While Ptolemy does complete the calculations for each 10º interval I’ll forego doing so as there’s no new math, and the results of doing so are going to appear in the table derived from all of this in the next chapter.
- Ptolemy specifically defines this as the last point in Pisces (which is also the first point in Aries), but as he never makes use of that I don’t want readers to get confused, hence why I’m putting that in the footnote.
- We’ve actually flipped the equation over (i.e., taken its inverse), and flipped the configuration left-to-right for this equation
- This 10º arc is specifically the one from the spring equinox back towards the winter solstice.
- The translation I’m using makes a note here that this value is slightly off and should be 115;52;26. However, he and I leave it here since this value will be used more in the future and changing it will result in a cascade of changes that would need to be made.
- As noted previously, the value in the last table which gets propagated through causes this value to be slightly off as well as it should be 36;31;40 which would round to 36;32. Thus, it’s off by 1 minute of arc, which is still relatively small and not worth changing.
- I’m going to deviate somewhat from Ptolemy’s treatment here in two ways.
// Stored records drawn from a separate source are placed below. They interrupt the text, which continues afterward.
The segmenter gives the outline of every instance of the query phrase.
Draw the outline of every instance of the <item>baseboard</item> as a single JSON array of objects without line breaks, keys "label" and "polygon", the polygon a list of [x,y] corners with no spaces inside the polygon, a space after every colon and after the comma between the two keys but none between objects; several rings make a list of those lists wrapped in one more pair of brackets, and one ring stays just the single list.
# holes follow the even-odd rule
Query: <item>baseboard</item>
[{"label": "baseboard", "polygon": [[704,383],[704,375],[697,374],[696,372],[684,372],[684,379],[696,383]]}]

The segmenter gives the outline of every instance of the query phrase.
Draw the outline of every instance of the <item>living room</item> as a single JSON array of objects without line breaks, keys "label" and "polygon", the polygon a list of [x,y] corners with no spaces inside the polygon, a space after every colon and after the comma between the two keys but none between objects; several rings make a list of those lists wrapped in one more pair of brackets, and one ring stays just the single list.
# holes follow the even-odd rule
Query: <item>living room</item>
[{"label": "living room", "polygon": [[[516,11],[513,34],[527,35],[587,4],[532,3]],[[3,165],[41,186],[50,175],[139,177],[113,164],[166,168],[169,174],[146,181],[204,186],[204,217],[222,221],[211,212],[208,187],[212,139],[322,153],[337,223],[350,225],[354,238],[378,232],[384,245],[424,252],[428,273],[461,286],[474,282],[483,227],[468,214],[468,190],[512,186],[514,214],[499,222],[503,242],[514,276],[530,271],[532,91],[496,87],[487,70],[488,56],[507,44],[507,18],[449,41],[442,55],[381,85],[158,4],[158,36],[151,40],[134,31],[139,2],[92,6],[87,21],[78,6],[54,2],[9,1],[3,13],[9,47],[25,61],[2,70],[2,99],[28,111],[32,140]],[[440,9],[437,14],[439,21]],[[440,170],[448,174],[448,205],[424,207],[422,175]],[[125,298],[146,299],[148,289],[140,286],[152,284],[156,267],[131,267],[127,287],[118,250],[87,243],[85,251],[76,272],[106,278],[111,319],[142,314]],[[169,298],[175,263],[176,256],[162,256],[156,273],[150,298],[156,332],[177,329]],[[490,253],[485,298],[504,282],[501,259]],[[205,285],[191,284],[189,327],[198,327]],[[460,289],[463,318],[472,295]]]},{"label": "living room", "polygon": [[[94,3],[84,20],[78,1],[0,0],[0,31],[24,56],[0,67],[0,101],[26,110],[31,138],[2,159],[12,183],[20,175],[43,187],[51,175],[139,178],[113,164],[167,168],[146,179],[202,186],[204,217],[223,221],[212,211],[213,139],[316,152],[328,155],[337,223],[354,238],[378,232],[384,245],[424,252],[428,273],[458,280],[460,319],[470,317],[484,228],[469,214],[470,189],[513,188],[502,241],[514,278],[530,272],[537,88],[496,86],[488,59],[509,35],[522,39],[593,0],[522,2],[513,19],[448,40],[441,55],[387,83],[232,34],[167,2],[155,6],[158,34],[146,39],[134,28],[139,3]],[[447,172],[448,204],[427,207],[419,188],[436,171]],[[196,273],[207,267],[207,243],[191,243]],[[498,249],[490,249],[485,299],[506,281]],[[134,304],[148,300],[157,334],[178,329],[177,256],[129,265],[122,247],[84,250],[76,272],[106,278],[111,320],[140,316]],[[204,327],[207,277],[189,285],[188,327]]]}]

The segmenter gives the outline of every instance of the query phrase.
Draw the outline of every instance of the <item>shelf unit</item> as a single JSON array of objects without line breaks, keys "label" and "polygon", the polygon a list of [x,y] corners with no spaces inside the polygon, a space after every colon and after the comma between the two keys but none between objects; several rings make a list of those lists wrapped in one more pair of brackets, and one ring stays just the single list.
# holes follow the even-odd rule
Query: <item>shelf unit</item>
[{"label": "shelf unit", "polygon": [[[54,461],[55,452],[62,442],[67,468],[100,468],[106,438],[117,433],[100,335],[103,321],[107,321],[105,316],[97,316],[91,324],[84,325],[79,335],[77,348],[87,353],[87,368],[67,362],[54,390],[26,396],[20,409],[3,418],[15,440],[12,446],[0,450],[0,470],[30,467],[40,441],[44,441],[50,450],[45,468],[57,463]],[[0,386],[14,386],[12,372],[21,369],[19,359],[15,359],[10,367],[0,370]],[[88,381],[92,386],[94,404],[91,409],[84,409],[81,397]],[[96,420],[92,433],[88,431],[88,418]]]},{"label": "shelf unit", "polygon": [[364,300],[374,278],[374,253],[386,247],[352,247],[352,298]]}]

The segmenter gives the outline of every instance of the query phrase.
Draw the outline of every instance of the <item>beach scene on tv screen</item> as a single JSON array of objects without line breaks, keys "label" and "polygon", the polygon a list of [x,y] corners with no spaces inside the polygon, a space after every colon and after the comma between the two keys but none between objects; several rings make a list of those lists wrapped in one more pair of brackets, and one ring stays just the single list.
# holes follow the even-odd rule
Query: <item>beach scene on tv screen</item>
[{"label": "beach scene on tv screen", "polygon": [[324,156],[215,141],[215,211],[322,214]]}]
The first is that he opts to pop that back into the equation and do a bit of rearranging stating: $\frac{60}{38;34} = \frac{9;33}{6;8}$. I do not find this to be helpful, and have thus omitted it. Secondly, he then repeats this for every other 10º segment, but to make things a bit easier to read, I’ll finish this one 10º arc before presenting all the results as it gets rather cluttered.
- This is the same equation as at the end of the last post, but looks slightly different as some of the variables have changed.